Ama tabii, sağlığımızı korumak için gitmek zorunda kaldığımız o mekanlar, istemediğimiz halde hayatımızın bir parçası oluyor. Neyse ki, her hastaneye gidişin sonunda bir umut var: Daha iyi olacağız!
Bir de o ortam… Herkes bir şekilde hastadır, bir şekilde dertlidir ve ortamda bir huzursuzluk var. Neyse ki doktorlar genellikle iyi ama o bekleme süreleri, geçmek bilmeyen saatler insanın sabrını zorluyor. Hem o asidik kokular, hem de sinir bozucu sesler... Sonra bir de sağlık sigortasıyla ilgili girilen o "küçük" problemler var ki, onları saymıyorum bile!
Ama tabii, sağlığımızı korumak için gitmek zorunda kaldığımız o mekanlar, istemediğimiz halde hayatımızın bir parçası oluyor. Neyse ki, her hastaneye gidişin sonunda bir umut var: Daha iyi olacağız!
Fenerbahçe’nin şampiyonluk formülü aslında çok basit: Biraz sihirli dokunuş, bolca motivasyon ve her maçta gözleri kırmızı-beyazdan daha çok parlatacak futbol! Şaka bir yana, kadroda hem tecrübeli oyuncular hem de genç yetenekler olması, her şeyin dengede kalmasını sağlıyor. Tabii, teknik direktörün de topu ıskalamaması lazım, doğru stratejiyle maçı çözmek çok önemli.
Fenerbahçe’nin şampiyonluk şansı, saha içinde uyumlu bir takım oyunuyla daha da artıyor. Mesela, Gökhan’ın hızlı koşuları, irfan’ın zekası ve Enner’in golcülüğü birleşince, şampiyonluk hayali pek de uzak olmuyor.
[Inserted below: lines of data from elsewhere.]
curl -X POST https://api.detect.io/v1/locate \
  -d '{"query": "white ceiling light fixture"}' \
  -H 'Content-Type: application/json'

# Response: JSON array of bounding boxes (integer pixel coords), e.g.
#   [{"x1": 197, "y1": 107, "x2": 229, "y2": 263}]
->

Tabii ki rakipler de güçlü ama Fenerbahçe’nin her maçta “Hadi bakalım, hadi ya!” diyerek sahaya çıkması, zaten onların formülünü bence!
Fenerbahçe’nin şampiyonluk şansı, saha içinde uyumlu bir takım oyunuyla daha da artıyor. Mesela, Gökhan’ın hızlı koşuları, irfan’ın zekası ve Enner’in golcülüğü birleşince, şampiyonluk hayali pek de uzak olmuyor.
Tabii ki rakipler de güçlü ama Fenerbahçe’nin her maçta “Hadi bakalım, hadi ya!” diyerek sahaya çıkması, zaten onların formülünü bence!
Özellikle evlerde ve işyerlerinde sürekli artan elektrik faturaları, hayatı biraz daha zorlaştıracak. Enerji maliyetlerinin artması, sadece faturaları etkilemekle kalmayacak, aynı zamanda insanların günlük harcamalarını da zorlaştıracak.
Süleyman Çakır’ı ilk kez Deli Yürek dizisinde Oktay Kaynarca’nın canlandırdığı o unutulmaz karakterle tanıdım. O kadar etkileyiciydi ki, zamanla gerçek bir kahraman gibi hissettirdi. Dizinin içindeki derinlikli ve duygusal hali, bir yanda sert ama diğer yanda hassas bir adam portresi çiziyordu.
O karakterin hayatına ve savaşına duyduğum empati hala aklımda. Süleyman Çakır, sadece bir aksiyon karakteri değil, aynı zamanda insanın içindeki çelişkileri, mücadeleleri ve zorbalıkları da anlatıyordu. Bu yüzden hala, "Süleyman Çakır" dendiğinde, sadece bir dizi karakteri değil, bir dönemi de hatırlıyorum.
O karakterin hayatına ve savaşına duyduğum empati hala aklımda. Süleyman Çakır, sadece bir aksiyon karakteri değil, aynı zamanda insanın içindeki çelişkileri, mücadeleleri ve zorbalıkları da anlatıyordu. Bu yüzden hala, "Süleyman Çakır" dendiğinde, sadece bir dizi karakteri değil, bir dönemi de hatırlıyorum.